United Airlines and US Airways Group called off their $4.3 billion deal today after the Justice Department said it would sue to block the acquisition.
Justice officials said earlier today that the proposed combination, which would have created the world's largest airline, would have reduced competition, raised fares and harmed consumers.
Vacationing families, corporations and the federal government, which spends millions on air travel, would pay the price if the merger were allowed to go forward, federal government officials said.
"While mergers can further competition, this one does not," said Attorney General John Ashcroft. "If this acquisition were allowed to proceed, millions of consumers … would have little choice but to pay higher fares and accept lower quality air service."

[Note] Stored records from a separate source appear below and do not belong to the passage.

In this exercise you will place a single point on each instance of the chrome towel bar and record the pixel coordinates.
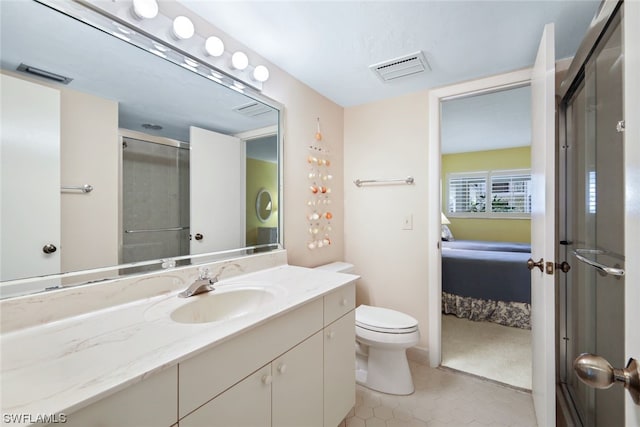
(83, 188)
(153, 230)
(408, 180)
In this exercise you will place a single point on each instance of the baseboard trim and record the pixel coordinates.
(419, 355)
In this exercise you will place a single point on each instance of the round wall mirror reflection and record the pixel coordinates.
(264, 205)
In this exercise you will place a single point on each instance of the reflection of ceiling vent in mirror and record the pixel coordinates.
(253, 109)
(44, 74)
(403, 66)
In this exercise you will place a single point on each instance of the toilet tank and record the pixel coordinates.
(338, 267)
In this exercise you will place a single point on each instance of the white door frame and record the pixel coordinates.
(434, 275)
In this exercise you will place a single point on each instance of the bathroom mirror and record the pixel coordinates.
(114, 154)
(264, 205)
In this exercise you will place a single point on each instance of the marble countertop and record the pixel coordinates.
(65, 365)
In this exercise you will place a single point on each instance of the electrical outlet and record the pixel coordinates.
(407, 222)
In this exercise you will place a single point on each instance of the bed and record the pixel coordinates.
(488, 281)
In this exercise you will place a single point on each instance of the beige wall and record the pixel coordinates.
(388, 139)
(88, 135)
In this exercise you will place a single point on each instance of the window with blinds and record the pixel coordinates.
(489, 194)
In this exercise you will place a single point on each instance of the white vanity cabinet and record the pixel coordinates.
(311, 384)
(339, 354)
(295, 369)
(297, 385)
(151, 402)
(246, 404)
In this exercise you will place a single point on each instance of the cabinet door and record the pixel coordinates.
(339, 369)
(246, 404)
(297, 385)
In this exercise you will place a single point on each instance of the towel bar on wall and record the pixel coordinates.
(83, 188)
(408, 180)
(153, 230)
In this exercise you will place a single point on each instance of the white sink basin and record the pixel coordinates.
(221, 305)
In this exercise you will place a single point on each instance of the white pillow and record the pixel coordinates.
(447, 235)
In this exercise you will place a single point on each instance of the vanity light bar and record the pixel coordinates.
(44, 74)
(180, 34)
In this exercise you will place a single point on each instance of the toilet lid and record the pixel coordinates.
(384, 320)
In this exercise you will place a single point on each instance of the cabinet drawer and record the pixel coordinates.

As part of the termination agreement, UAL Corp., the parent of United Airlines, will pay US Airways $50 million.
Before the two airlines officially issued a statement calling off the deal, US Airways said it was disappointed that the merger won't go through.
"We nevertheless must respect the Justice Department's decision," the Arlington, Va.-based airline said.
Wanted: New Partner
US Airways said it would announce its next move soon, though analysts say the airline needs to find a new partner.
The department's decision was widely expected even before United wavered this summer in its commitment to what would have been the largest-ever airline purchase.
Facing big losses, a worsening economy and labor problems, United tried to end the deal in early July but agreed to pursue the merger after US Airways balked at the proposed separation.
Chicago-based United and Arlington, Va.-based US Airways are the second and sixth largest U.S. airlines. The Justice Department said the merger would give United a monopoly or duopoly on nonstop service on over 30 routes and substantially limit competition on numerous other routes.
Consumer choice in airlines would have been severely restricted in hub-to-hub nonstop markets like Philadelphia-Los Angeles, San Francisco-Denver and Pittsburgh-Washington, where US Airways and United are each other's only nonstop competitor, the department said.
The Washington and Baltimore markets would see reduced competition, the department said, and competition also would suffer on the East Coast because United and US Airways are the only two airlines in many markets offering connecting service between cities up and down the coast.
Consumers would have fewer options on international routes, and businesses and government agencies, which give airlines lots of business in exchange for discounts, would have one less airline to choose from, the government said.
New Airline Had Been Planned
United and US Airways had sought to allay regulators' antitrust concerns with plans for a new airline partly owned by American Airlines to take over US Airways flights out of Washington and by letting American take more than half of US Airways East Coast shuttles.
But regulators said the manufactured competition could not replace true market-driven competition.
American said it won't proceed with plans to assume US Airways flights if the merger did not go through.
The decision was also a blow for a proposed new airline called DC Air, created by Black Entertainment Television founder Robert L. Johnson.
Shares of UAL closed down 29 cents to $33.63 on the New York Stock Exchange, where shares of US Airways fell 89 cents, or 5 percent, to $17.26.
US Airways has said a merger with No. 2 United was its best chance to remain profitable in an increasingly competitive industry. United, meanwhile, has been surpassed by American Airlines, buffeted by labor and operational problems and lost nearly $1 billion since the deal was proposed.
With a formal rejection of the merger, "United can try to get back to trying to fix their airline and cut back the losses they're experiencing, which are much larger than the rest of the industry's," said Ray Neidl, a New York-based analyst for ABN Amro.